Court overturns conviction of woman accused of trying to convince her son to kill his father with rat poison

An appeals court has overturned a Mount Vernon woman's conviction for soliciting to kill her former husband.

The Washington Court of Appeals on Monday overturned Vanessa Valdiglesias LaValle's conviction. The Seattle Times first reported the decision.

She had been found guilty in 2021 for trying to persuade her son to kill his father with rat poison. Valdiglesias LaValle was sentenced to 15 years in prison for the conviction, which will now be sent back to trial court.

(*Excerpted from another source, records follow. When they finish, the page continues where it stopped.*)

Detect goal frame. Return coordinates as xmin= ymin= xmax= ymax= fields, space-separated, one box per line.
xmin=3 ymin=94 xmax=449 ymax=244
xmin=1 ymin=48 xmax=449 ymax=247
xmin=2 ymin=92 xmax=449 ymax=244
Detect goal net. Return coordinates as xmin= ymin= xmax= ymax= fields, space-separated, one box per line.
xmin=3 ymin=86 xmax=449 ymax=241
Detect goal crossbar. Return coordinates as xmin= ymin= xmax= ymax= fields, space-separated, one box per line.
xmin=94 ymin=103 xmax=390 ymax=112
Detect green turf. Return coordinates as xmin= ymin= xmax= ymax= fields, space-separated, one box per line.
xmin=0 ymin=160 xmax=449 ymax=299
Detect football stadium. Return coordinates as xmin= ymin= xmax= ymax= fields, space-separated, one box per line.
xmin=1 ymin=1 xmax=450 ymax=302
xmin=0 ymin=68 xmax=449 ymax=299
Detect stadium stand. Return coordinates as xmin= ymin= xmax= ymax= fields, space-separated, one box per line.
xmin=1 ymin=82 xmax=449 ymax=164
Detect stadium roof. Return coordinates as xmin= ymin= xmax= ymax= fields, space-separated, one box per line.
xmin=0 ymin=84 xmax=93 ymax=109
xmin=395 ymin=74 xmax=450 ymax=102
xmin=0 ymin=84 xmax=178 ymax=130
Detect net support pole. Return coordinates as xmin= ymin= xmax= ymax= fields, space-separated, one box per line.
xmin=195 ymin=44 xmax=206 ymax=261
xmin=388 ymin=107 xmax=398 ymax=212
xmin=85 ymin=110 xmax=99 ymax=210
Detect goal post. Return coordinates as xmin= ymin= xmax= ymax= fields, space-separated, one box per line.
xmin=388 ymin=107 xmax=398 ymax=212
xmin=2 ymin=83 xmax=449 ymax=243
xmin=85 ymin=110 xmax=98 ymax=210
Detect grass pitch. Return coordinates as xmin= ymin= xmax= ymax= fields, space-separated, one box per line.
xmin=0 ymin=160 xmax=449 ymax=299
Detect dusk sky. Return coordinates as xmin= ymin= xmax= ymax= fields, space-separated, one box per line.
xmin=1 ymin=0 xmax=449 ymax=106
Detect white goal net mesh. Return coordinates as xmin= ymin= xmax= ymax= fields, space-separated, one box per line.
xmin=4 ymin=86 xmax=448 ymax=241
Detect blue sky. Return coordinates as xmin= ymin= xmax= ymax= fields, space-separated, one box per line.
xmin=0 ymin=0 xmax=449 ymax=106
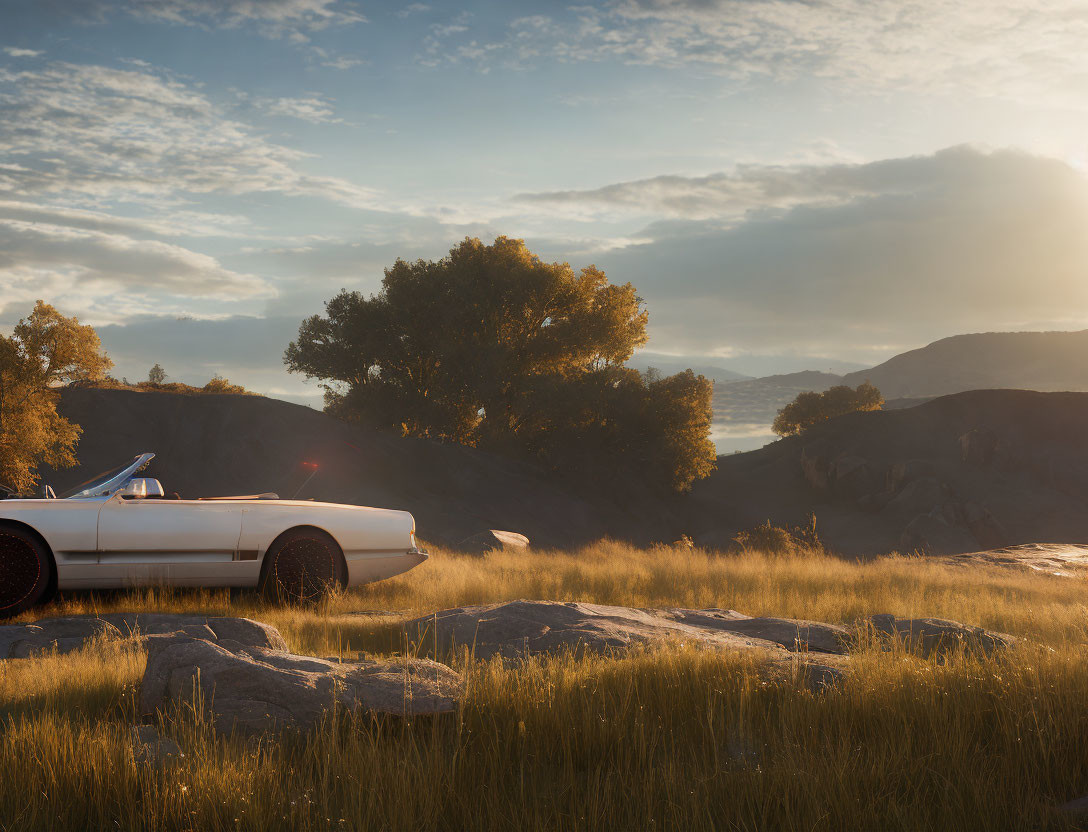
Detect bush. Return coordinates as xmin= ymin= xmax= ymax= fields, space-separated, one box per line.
xmin=732 ymin=515 xmax=823 ymax=555
xmin=772 ymin=382 xmax=883 ymax=436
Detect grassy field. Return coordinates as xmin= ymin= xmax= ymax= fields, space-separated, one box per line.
xmin=3 ymin=542 xmax=1088 ymax=831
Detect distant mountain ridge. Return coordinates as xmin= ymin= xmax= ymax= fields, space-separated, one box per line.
xmin=711 ymin=329 xmax=1088 ymax=451
xmin=842 ymin=330 xmax=1088 ymax=398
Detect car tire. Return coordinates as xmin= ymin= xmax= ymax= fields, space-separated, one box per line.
xmin=259 ymin=528 xmax=346 ymax=604
xmin=0 ymin=525 xmax=52 ymax=618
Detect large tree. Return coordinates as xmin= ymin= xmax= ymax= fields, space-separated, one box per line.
xmin=286 ymin=237 xmax=716 ymax=491
xmin=0 ymin=301 xmax=112 ymax=493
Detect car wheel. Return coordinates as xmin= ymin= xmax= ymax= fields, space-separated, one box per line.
xmin=259 ymin=528 xmax=345 ymax=604
xmin=0 ymin=526 xmax=51 ymax=618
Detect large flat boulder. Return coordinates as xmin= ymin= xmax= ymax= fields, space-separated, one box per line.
xmin=99 ymin=613 xmax=287 ymax=650
xmin=404 ymin=600 xmax=851 ymax=659
xmin=937 ymin=543 xmax=1088 ymax=577
xmin=139 ymin=635 xmax=461 ymax=734
xmin=867 ymin=614 xmax=1015 ymax=655
xmin=0 ymin=614 xmax=287 ymax=659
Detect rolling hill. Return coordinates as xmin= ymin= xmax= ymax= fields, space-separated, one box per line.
xmin=688 ymin=388 xmax=1088 ymax=556
xmin=711 ymin=329 xmax=1088 ymax=450
xmin=842 ymin=330 xmax=1088 ymax=398
xmin=45 ymin=387 xmax=669 ymax=548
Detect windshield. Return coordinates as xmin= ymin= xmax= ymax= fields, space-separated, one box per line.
xmin=59 ymin=453 xmax=155 ymax=498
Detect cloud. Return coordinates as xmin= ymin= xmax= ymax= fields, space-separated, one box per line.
xmin=0 ymin=199 xmax=253 ymax=238
xmin=3 ymin=47 xmax=42 ymax=57
xmin=426 ymin=1 xmax=1088 ymax=106
xmin=0 ymin=219 xmax=272 ymax=311
xmin=587 ymin=147 xmax=1088 ymax=360
xmin=517 ymin=145 xmax=1080 ymax=220
xmin=259 ymin=94 xmax=342 ymax=123
xmin=397 ymin=4 xmax=430 ymax=18
xmin=0 ymin=60 xmax=379 ymax=208
xmin=45 ymin=0 xmax=363 ymax=37
xmin=321 ymin=56 xmax=364 ymax=70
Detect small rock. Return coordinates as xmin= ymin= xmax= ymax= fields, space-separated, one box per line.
xmin=1060 ymin=795 xmax=1088 ymax=819
xmin=139 ymin=635 xmax=461 ymax=735
xmin=458 ymin=530 xmax=530 ymax=554
xmin=0 ymin=617 xmax=122 ymax=659
xmin=0 ymin=615 xmax=288 ymax=659
xmin=101 ymin=614 xmax=288 ymax=651
xmin=130 ymin=725 xmax=183 ymax=765
xmin=864 ymin=614 xmax=1015 ymax=656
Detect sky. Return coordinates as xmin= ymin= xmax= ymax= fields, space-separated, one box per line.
xmin=4 ymin=0 xmax=1088 ymax=406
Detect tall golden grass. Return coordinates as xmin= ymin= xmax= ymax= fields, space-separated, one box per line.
xmin=2 ymin=543 xmax=1086 ymax=830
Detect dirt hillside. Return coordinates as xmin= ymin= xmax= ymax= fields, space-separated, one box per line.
xmin=688 ymin=389 xmax=1088 ymax=556
xmin=44 ymin=386 xmax=1088 ymax=557
xmin=47 ymin=387 xmax=666 ymax=547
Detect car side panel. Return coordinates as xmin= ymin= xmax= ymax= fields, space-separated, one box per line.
xmin=79 ymin=495 xmax=254 ymax=589
xmin=0 ymin=500 xmax=103 ymax=588
xmin=238 ymin=501 xmax=418 ymax=586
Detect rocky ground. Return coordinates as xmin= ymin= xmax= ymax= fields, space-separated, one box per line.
xmin=0 ymin=603 xmax=1016 ymax=737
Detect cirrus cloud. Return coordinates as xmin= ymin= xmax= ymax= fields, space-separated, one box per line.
xmin=0 ymin=61 xmax=379 ymax=208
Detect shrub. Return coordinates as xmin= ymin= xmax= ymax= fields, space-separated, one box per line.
xmin=772 ymin=382 xmax=883 ymax=436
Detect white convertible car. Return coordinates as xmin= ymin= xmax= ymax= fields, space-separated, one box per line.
xmin=0 ymin=453 xmax=428 ymax=617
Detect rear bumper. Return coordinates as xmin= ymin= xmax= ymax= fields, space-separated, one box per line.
xmin=344 ymin=547 xmax=429 ymax=587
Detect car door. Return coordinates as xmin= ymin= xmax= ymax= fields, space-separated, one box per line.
xmin=95 ymin=495 xmax=246 ymax=587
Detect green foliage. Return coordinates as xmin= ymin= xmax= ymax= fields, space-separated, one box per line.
xmin=0 ymin=301 xmax=112 ymax=493
xmin=146 ymin=363 xmax=167 ymax=385
xmin=772 ymin=381 xmax=884 ymax=437
xmin=286 ymin=236 xmax=716 ymax=491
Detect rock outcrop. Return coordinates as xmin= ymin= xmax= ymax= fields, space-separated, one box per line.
xmin=0 ymin=614 xmax=287 ymax=659
xmin=0 ymin=617 xmax=121 ymax=659
xmin=938 ymin=543 xmax=1088 ymax=577
xmin=403 ymin=600 xmax=852 ymax=663
xmin=101 ymin=614 xmax=288 ymax=650
xmin=139 ymin=635 xmax=461 ymax=734
xmin=899 ymin=512 xmax=978 ymax=554
xmin=867 ymin=614 xmax=1015 ymax=656
xmin=404 ymin=600 xmax=1014 ymax=682
xmin=458 ymin=530 xmax=531 ymax=554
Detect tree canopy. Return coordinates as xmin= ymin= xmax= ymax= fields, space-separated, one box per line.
xmin=0 ymin=301 xmax=112 ymax=493
xmin=772 ymin=382 xmax=884 ymax=437
xmin=286 ymin=236 xmax=716 ymax=491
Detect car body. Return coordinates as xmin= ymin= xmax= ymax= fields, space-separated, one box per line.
xmin=0 ymin=453 xmax=428 ymax=597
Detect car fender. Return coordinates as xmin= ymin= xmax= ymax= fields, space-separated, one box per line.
xmin=237 ymin=501 xmax=416 ymax=562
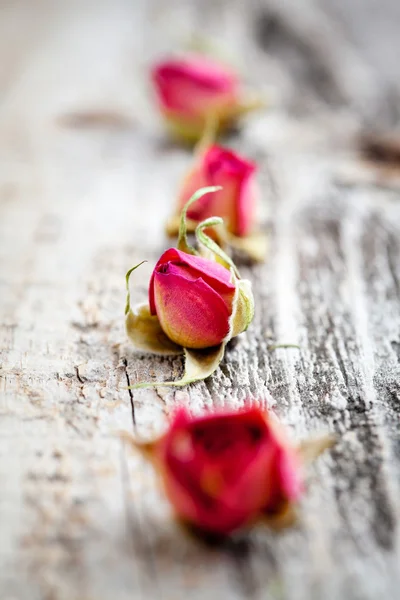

Valdiglesias LaValle in 2020 told her then 10-year-old son that if he put rat poison in her ex-husband's food, the boy's dad would die, and she and the children could live together forever, according to a secretly recorded conversation mentioned in court documents.

The three Court of Appeals Division 1 judges ruled Valdiglesias LaValle's desire to be with her two children forever doesn't equate to a "thing of value" necessary to support a criminal solicitation conviction. In Washington, a person is guilty of criminal solicitation when the person "offers to give or gives money or other thing of value" with intent to promote or facilitate the commission of a crime.

"While it could be argued that a mother's love is priceless, does an expressed desire to be with her children forever equate to a 'thing of value' to support a criminal solicitation conviction …?" the court wrote in a published opinion. "We hold that it does not, because a 'thing of value' must have monetary value."

Valdiglesias LaValle's son testified during her trial in Skagit County Superior Court that his mother never spoke of offering to give him something.

Valdiglesias LaValle's attorney, Suzanne Lee Elliott of the Washington Appellate Project, said she was pleased with the judges' opinion.

"I think they reached the right decision because how one defines 'solicitation' can be either wildly overinclusive or include actions that don't sufficiently indicate an intent or an exchange for the crime," she said, according to the Seattle Times.

The father had suggested that his son secretly record the conversation using a phone hidden under a blanket, court documents said. The documents included excerpts of the recording that show Valdiglesias LaValle talking to her son about putting rat poison in his father's drink.

"He take it and drinking, and he don't know nothing, you know, so nobody's nothing. That's a secret between you and me," Valdiglesias LaValle said to her son, according to court documents.